LMT Fred described the Clayton he knew in college as being like the air, or the sun, he had to be near him. If you had someone like that in your life, would you ever let him or her go?

JSD Yeah, because people change.

LMT Do you think Toni and Fred married each other to display their color values, as Louis accuses?

JSD No.

LMT Why does Louis accuse them of that?

JSD He is young, and I think a lot of people think that about interracial marriages. He is at that really obnoxious teenage point.

LMT What does Mofuma want with Louis?

JSD He really admires that Louis is basically good. It probably gives him some balance in his life.

LMT Why is Clayton so upfront about his bisexuality when questioned by people who dislike him?

JSD Because that way, he gets to take the offensive. Once it is an acknowledged fact, his reaction is, you can't hurt me, you can't make me feel bad.

LMT In your experience, do you think blacks feel grouped together by whites? Do they care? Do they want to know whites other than in ways that they can't avoid?

JSD A lot of blacks I know have no interest in getting to know whites on a social level at all because they feel they can't be trusted. White people group blacks together all the time. In New York the press requires every black politician to repudiate Farrakhan, yet white politicians are never asked to repudiate David Duke.

LMT Do you think the nuances of class have greater or lesser influence today in our multicultural society?

JSD I don't know because I live in a very rarified world in New York. My whole view of the class issue is very skewed. I don't know how it is in the rest of the world. I know everyone wants to call themselves middle class. This is probably something that is very autobiographical... Wilma says to Fred that he wants to ignore all things about class. That is how I feel. I want to be fluid to go in any direction I want to go.

LMT Do you think biracial kids have to choose a color? How do they deal with a color being chosen for them?

JSD If you look at it, most black people are, in some shape or form, biracial.

LMT Toni challenges Clayton to spend a day in Harlem. Why would he want to, and what would he gain from it?

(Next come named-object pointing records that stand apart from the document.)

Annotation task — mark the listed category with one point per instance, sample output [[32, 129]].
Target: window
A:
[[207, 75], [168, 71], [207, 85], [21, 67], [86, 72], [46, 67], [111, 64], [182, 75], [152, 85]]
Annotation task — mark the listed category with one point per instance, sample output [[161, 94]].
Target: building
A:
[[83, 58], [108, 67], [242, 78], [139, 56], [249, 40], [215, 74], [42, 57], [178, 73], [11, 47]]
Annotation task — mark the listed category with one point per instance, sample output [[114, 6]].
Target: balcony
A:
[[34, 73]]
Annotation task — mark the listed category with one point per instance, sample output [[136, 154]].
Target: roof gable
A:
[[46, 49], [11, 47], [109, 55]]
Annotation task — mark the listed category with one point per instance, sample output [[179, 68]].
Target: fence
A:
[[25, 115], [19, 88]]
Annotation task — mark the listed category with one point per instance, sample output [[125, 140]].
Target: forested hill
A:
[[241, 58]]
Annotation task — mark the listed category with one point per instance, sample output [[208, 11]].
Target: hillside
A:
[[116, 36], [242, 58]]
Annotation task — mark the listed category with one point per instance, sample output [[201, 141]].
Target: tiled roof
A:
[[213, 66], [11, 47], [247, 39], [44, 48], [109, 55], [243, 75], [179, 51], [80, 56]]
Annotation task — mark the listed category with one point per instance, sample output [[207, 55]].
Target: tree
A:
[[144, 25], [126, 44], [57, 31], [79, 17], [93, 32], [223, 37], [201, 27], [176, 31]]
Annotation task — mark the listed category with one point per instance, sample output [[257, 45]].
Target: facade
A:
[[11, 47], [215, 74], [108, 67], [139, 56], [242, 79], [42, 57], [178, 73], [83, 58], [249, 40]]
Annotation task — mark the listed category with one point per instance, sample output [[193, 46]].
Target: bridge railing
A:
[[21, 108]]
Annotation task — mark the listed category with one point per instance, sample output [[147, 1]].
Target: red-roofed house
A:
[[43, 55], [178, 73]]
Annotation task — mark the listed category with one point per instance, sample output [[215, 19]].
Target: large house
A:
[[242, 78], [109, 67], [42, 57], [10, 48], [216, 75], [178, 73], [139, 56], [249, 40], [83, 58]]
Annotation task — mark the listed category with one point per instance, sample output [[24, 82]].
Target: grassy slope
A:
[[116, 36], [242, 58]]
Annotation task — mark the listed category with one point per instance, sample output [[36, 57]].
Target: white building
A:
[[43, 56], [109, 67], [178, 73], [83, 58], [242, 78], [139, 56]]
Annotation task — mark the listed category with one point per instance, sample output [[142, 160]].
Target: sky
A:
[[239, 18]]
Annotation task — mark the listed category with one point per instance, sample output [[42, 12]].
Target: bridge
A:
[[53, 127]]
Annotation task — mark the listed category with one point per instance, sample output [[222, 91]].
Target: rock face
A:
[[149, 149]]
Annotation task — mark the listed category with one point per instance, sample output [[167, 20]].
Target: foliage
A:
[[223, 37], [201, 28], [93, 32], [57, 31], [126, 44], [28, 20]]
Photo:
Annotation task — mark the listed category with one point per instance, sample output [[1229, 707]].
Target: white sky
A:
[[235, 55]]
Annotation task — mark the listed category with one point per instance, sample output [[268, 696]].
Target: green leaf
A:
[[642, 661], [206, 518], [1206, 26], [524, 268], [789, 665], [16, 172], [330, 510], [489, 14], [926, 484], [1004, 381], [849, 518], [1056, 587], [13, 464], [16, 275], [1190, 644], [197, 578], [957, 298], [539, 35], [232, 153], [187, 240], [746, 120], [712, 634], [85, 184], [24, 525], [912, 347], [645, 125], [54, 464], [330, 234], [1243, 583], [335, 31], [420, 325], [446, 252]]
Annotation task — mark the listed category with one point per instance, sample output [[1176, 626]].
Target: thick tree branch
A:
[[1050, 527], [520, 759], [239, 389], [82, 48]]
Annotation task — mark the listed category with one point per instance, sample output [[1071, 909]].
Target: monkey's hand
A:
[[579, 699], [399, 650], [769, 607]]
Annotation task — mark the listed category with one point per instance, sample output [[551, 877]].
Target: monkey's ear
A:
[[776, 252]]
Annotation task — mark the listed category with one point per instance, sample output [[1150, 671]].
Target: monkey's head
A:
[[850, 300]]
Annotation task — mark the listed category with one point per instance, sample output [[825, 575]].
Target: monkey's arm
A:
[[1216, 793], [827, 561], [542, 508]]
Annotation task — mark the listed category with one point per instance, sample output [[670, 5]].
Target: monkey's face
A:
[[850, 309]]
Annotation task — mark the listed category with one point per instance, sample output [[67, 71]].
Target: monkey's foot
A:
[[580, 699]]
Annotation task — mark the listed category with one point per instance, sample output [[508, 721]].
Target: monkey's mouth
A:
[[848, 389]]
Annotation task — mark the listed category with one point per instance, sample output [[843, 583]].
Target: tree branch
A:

JSD He would then know what it is like to be a minority. I lived in Harlem for four years. It was an education.

LMT Mofuma tells Clayton that he will compromise, but not sell out. What is the difference?

JSD He means that he will get what he wants, but he really and truly won't betray his own personal values.

LMT We all decide a price to pay for the lives we lead. What price have you paid for the life you are living now?

JSD I'm poor. I'm not wealthy.

LMT Is that your only price?

JSD There was a place in the play that was cut, where Fred was talking about jobs he couldn't accept. He couldn't move to Wyoming where everyone is white. There are places in the country where I wouldn't go because of my family. But then again, I don't want to live there. All in all, I'm pretty pleased with my life.